Last Saturday I spoke about Clutter Busting at a workshop. One of the participants raised her hand and said, "I want to have hope that I can get rid of the clutter in my home." Her words felt weary and stressed. I felt she had been putting a lot of pressure on herself about this for a while.
I asked her what she meant by hope. She said she hoped she could rid her home of all the clutter that had taken over her life. I asked if she had started letting go. She said she hadn't. I sensed she felt ashamed.
I told her that when she spoke about her clutter situation, it felt like she was aware of everything that she felt needed her attention and it was too much for her and she shut down. It took away her capabilities to do something about it and left her feeling frustrated that she should be able to do it. And the overwhelment wasn't her fault. The side-effects of living with clutter are discouragement, self-criticism and exhaustion.
I said we function best with kind encouragement. That means we only consider doing what we're able. It's the same consideration we would have when working with a small child. We bring in tenderness and compassion. We approach the situation and ourselves gently. When we are kind to ourselves, we know our limits.

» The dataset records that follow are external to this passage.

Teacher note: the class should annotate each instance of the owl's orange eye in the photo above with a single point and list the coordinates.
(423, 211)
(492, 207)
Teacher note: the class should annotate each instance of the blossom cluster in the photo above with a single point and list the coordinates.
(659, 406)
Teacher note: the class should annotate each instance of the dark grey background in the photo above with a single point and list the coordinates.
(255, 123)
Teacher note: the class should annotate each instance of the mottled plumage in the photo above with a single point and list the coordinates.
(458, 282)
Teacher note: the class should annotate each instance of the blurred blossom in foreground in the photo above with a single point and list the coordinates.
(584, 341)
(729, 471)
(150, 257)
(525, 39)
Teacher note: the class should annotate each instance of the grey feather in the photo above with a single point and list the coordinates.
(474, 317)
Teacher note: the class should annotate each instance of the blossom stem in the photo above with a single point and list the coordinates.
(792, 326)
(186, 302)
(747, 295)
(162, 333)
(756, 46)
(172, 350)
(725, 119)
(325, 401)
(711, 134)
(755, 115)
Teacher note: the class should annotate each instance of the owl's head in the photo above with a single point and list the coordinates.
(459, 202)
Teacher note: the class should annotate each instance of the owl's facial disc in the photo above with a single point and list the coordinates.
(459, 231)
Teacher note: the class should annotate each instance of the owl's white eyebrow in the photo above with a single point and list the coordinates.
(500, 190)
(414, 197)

I asked her about the clutter in her home. When she spoke about her books, she seemed neutral. I suggested she start with the books. I said she could take a stack and bring them to another room. I asked her if she would be okay going through one book at a time and asking, "Do I want to read this, or can I let it go?" She said she could. I said when she finished with the stack, she would take the books she's letting go of and put them in her car to donate to the library, and the next time she goes out, she can drop off the books. But for the moment she would stop the clutter bust.
I said I wanted her to have the experience of being gentle with herself and at the same time taking care of her clutter situation. She would feel relief and also confidence. It would leave her open, energized and inspired for her next clutter busting session. At that time, she would decide what she was capable of doing and then work within those limits. What we want to do can be accomplished in doable pieces over time.